Inflation and China, keys in the Australian elections

Australia is in general election mode.

Thomas Osborne
Thomas Osborne
19 May 2022 Thursday 07:50
17 Reads
Inflation and China, keys in the Australian elections

Australia is in general election mode. This Saturday, some 17 million citizens will have to vote - it is mandatory under penalty of economic sanction - between the worn-out acting prime minister, the conservative Scott Morrison, and the leader of the Labor opposition, Anthony Albanese.

After an intense campaign marked by the increase in the cost of living, the fight against climate change or the difficult relations with China, the polls for now give a slight advantage to the second, although nothing has been decided yet.

The current premier, Scott Morrison, is a political survivor who plans to stand up to the last moment. He already did it in the 2019 elections, when he retained the power he had achieved a year earlier despite having all the polls against him.

"I have always believed in miracles," he said upon learning of his victory. Since then, he has become the first leader to complete a full term - in Australia it is three years - since the days of John Howard (1996-2007).

At the head of the conservative liberal-national coalition, Morrison has based his campaign on the "strength" of the Australian economy - GDP is expected to grow by 4.2% this year and unemployment will fall to 3.5% - and his pandemic management.

Thanks to its initial policy of zero tolerance and the closure of borders, his country managed to keep the number of infections and deaths at bay and suffer a brief recession that was soon overcome and then bet on recovering normality and opening up again to the movement of people.

However, against him plays an inflation of 5.1%, the highest in two decades, and the spectacular increase in the cost of fuel, food or mortgages, affected by the recent rise in interest rates.

According to the Australian Automobile Association, the price of a liter of petrol has increased by 40% in the last year. Meanwhile, the value of an average home in large cities such as Sydney or Melbourne exceeds one million Australian dollars (more than 660,000 euros at the exchange rate), which makes them inaccessible to the vast majority.

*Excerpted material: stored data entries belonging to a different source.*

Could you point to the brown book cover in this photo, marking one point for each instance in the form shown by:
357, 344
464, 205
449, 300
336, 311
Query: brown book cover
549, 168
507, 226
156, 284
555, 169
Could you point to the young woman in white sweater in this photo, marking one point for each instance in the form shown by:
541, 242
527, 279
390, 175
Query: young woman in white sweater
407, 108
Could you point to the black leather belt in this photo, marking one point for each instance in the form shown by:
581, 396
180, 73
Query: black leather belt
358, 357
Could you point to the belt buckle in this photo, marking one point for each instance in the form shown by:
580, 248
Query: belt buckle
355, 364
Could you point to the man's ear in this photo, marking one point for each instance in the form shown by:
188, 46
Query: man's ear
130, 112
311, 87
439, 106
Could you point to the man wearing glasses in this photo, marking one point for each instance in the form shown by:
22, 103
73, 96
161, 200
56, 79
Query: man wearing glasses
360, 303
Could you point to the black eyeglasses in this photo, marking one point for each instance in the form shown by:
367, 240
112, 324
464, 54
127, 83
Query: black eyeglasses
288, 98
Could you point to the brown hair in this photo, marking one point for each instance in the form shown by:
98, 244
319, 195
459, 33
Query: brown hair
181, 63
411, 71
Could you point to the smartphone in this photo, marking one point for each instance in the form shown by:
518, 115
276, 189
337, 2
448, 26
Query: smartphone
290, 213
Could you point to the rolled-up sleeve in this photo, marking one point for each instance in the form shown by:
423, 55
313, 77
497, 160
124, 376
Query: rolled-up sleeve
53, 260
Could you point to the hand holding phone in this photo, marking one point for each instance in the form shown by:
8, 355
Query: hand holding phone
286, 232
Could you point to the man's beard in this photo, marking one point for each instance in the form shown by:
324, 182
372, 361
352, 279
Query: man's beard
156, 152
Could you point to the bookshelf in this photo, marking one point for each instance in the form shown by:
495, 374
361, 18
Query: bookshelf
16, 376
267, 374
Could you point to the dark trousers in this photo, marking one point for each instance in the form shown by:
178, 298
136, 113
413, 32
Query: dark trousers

And in some parts of the country, now they must spend twice as much to fill the shopping basket. "With Scott Morrison, real wages plummet while the cost of living skyrockets," Albanese criticized this week from the capital, Canberra.

Morrison's personal image has also suffered greatly from his controversial management at key moments. His leadership style, rude and direct, sometimes does not like even his own. "He is an autocrat and a thug without a moral compass," a senator of the same formation snapped at them in March.

In 2019, he had to publicly apologize for going on a family vacation to Hawaii while the country went up in flames. He also criticized his passivity when it became known that an advisor to his party reported having been raped by a former colleague in Parliament. Her case caused numerous mobilizations and a notorious internal investigation, which established that one in three workers of the institution has suffered abuse.

Other issues that have marked the campaign are the fight against climate change -the country is one of the biggest polluters in the world- or the difficult relationship they maintain with China, their main trading partner, with whom they continue to chain disputes. Canberra is wary of Beijing's growing power in the Indo-Pacific region, its traditional zone of influence.

In recent times, the Asian giant has managed to get small island states to modify their foreign policy to leave Taiwan aside in their favor; or the signing of an opaque security agreement with the Solomon Islands, which in April set off alarms about the possibility of increasing its military presence in the area.

In response, Morrison has strengthened its alliance with the United States by signing the AUKUS defense pact -which will provide it with nuclear submarines- or revitalizing the informal alliance called QUAD together with Tokyo, New Delhi and Washington.

During the campaign, he has raised the tone against the Asian giant, accusing it of "economic coercion" with its neighbors and emphasizing its credentials to defend national interests and its internal security.

For their part, although they agree substantially, Labor is committed to giving a new focus to the strategic relationship. "We can't change China or the way it chooses to engage with us, but what we can do is focus on building the kind of region we want," Penny Wong, a Labor foreign spokeswoman, said last week.

The tight result predicted by the polls opens up the possibility of a minority government, since neither of the two main political forces would win 76 of the 151 seats in the Legislature in contention. For this reason, smaller formations such as the Green Party - which already has a deputy and aspires to more - or other independent candidates could be key when it comes to formalizing potential government alliances.